Signs and Wonders No 3: The Old Bill

Where: Weekday Cross
What: “First-class London” suggests a railway ad, but step closer — close enough to see the faded “Theatre Royal” above. Then it becomes a promise about the quality of touring productions.
The man promising, in smaller letters, is “Managing Director: Mr Robert Taylor”. And he seems to have kept his word, at least at first.
Taylor was a middle-ranking impresario. He started out at the Theatre Royal, Glasgow, and came to control theatres in Dundee, Aberdeen, Wolverhampton, Newcastle-upon-Tyne and Liverpool, as well as in suburban London.
He took on the Royal around 1897, after local management failed, and got prolific theatre architect Frank Matcham, then building a music hall next door for the much bigger Moss Empires chain, to do an expansion: up to 3,000 seats, from 2,500. It’s 1,100 or so today. In his first year, Taylor booked Henry Irving and Ellen Terry, his era’s biggest stars, and Janet Achurch, producer of scandalous new plays by the likes of Bernard Shaw.
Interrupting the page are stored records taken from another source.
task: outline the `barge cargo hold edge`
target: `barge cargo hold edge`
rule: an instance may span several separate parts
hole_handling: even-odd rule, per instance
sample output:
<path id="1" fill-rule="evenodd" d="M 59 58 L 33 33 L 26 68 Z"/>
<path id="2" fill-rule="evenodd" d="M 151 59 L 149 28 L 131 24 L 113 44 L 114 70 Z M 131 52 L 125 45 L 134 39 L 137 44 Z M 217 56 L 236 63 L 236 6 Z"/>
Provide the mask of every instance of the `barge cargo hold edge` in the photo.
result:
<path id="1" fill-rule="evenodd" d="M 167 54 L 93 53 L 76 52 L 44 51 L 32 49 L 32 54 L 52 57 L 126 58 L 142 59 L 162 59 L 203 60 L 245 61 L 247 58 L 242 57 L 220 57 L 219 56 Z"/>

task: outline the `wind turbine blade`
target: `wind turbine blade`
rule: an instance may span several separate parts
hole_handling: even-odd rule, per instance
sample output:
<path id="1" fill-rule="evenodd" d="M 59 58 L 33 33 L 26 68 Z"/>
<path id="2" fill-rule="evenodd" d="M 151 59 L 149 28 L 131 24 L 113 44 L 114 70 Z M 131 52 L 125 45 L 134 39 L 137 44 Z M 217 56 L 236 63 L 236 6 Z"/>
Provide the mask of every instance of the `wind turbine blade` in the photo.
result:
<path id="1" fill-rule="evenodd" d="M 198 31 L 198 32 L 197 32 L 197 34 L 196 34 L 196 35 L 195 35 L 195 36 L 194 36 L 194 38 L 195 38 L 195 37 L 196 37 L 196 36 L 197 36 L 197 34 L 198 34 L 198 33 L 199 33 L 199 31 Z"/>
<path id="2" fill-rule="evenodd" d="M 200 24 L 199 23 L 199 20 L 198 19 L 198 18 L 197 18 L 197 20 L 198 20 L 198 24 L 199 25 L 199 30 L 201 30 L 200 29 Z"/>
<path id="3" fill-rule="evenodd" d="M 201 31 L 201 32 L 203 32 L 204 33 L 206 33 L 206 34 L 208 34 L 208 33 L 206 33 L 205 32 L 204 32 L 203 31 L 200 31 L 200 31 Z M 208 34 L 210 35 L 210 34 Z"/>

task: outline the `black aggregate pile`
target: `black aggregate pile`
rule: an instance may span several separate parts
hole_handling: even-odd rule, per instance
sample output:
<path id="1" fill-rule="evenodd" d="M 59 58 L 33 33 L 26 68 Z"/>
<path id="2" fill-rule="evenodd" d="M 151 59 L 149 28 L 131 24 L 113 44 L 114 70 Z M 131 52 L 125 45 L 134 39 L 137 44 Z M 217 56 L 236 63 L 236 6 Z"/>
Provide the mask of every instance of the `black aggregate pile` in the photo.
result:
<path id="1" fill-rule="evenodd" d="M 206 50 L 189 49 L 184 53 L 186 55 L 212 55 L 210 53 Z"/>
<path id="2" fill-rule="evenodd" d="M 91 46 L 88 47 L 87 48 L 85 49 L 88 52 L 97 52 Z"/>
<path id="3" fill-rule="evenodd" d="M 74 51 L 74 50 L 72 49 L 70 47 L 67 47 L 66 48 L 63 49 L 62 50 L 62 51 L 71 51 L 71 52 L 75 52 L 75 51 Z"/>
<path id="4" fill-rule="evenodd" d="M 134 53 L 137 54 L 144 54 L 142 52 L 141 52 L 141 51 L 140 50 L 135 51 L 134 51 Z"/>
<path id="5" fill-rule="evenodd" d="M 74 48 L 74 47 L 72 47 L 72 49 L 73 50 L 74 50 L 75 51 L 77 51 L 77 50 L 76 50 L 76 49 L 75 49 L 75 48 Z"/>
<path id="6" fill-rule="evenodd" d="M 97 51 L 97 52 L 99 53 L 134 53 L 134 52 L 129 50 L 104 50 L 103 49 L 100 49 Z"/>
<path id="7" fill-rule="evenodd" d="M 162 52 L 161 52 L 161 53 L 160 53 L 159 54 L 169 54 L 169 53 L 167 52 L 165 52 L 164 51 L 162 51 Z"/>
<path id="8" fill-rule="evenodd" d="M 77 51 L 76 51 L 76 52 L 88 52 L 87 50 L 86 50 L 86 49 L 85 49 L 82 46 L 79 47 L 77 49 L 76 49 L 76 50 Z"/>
Later on, top names did still visit: 1908 brought the great French actress Sarah Bernhardt (a student called D.H. Lawrence was in the audience). But day-to-day quality seems to have slipped. In 1920, “An Old Playgoer” wrote in the Weekly Guardian: “It would entail a long search to find the date when a Shakespeare play was last staged here.” In 1924, Moss Empires took control.